European luxury shares rise as Goldman sees ‘modest’ growth in 2025 Investing.com



Investing.com – European luxury stocks gained momentum recently as Goldman Sachs issued a “modest” growth outlook for the sector in 2025, forecasting a 3% currency-adjusted revenue increase.

Despite the subdued growth outlook, this revaluation has created opportunities for selective equity investments in the industry.

The note highlights the importance of long-term structural factors such as high barriers to entry, strong brand equity and pricing that ensure the luxury sector’s resilience even during periods of slow growth.

Analysts indicate that valuation support is emerging in the sector, with the current price-to-earnings ratio trading below its ten-year average by around 11%.

This divergence opens up avenues for savvy investors to capitalize on potential rebounds, especially as Western markets show early signs of recovery and expectations of a cyclical pick-up in Chinese demand in the second half of 2025 mount.

The Goldman Sachs forecast underscores the important role of China, where the recovery has been delayed by persistent problems in the real estate market and broader economic difficulties.

Drawing parallels with previous downturns such as the US financial crisis and Japan’s stagnation in the 1990s, the report predicts that demand for luxury goods in China will start to recover positively in the third quarter of 2025.

This turnaround is expected to lead to earnings growth, supported by improved consumer confidence and government stimulus measures.

In this challenging landscape, Goldman Sachs has singled out specific companies poised to outperform, upgrading stocks like Moncler and Prada ( OTC 🙂 to Buy.

Brands with strong market positioning, such as LVMH, Moncler and Prada, are noted for their ability to expand market share at attractive valuations.

In addition, the analysis identifies defensive stocks such as Brunello Cucinelli and Zegna as suitable for navigation in the near term.

At the same time, high-end brands that serve segments of stable customers and those facing the expected Chinese rebound are seen as strategic investments.

The dynamics of the sector in 2025 suggest that prices, rather than volumes, will remain the key driver of growth, with an expected contribution of 3–4% to total revenue. However, profitability is expected to remain flat due to continued pressure in the first half of the year, partially offset by an improvement in the second half.
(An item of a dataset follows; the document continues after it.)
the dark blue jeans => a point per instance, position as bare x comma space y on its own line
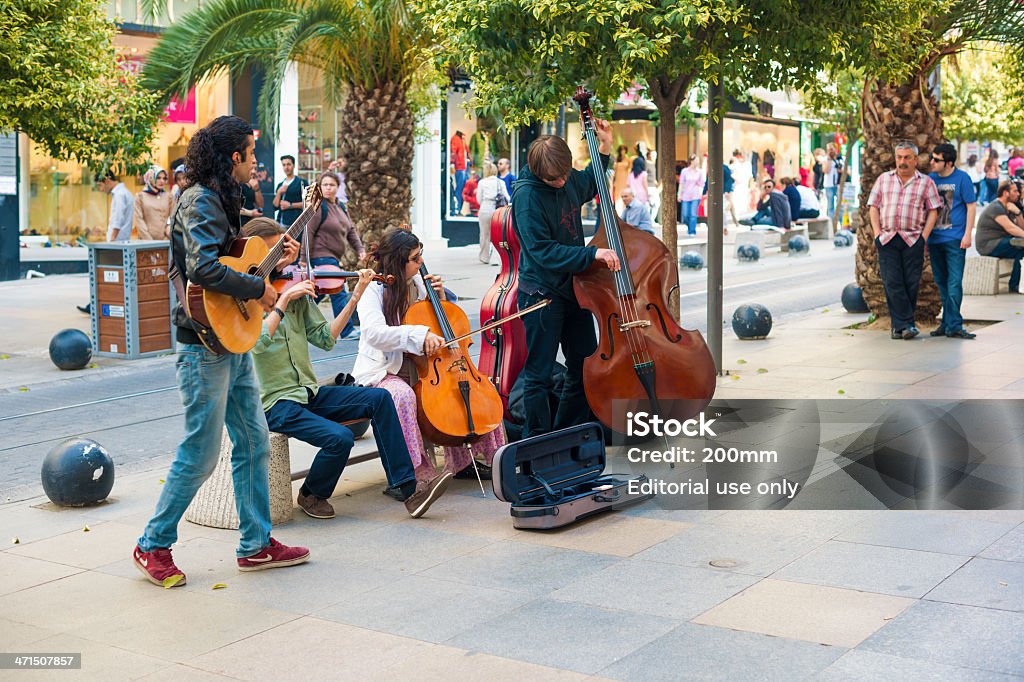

Analysts caution against seeking exposure to turnaround stories such as To dry (EPA: ), citing a more cautious outlook for brands trying to regain lost market share.

This moderate optimism is tempered by risks, including uncertainty surrounding the trajectory of China’s recovery, macroeconomic pressures and potential regulatory challenges.

However, the 2025 forecast provides a roadmap for discerning investors who prefer brands with defensive qualities, robust pricing strategies and exposure to recovering geographies such as China.

The sector’s resilience and long-term growth trajectory, supported by strong consumer demand for high-end goods and the continued appeal of iconic luxury brands, make European luxury stocks an intriguing investment option, especially as the market adjusts to these new dynamics.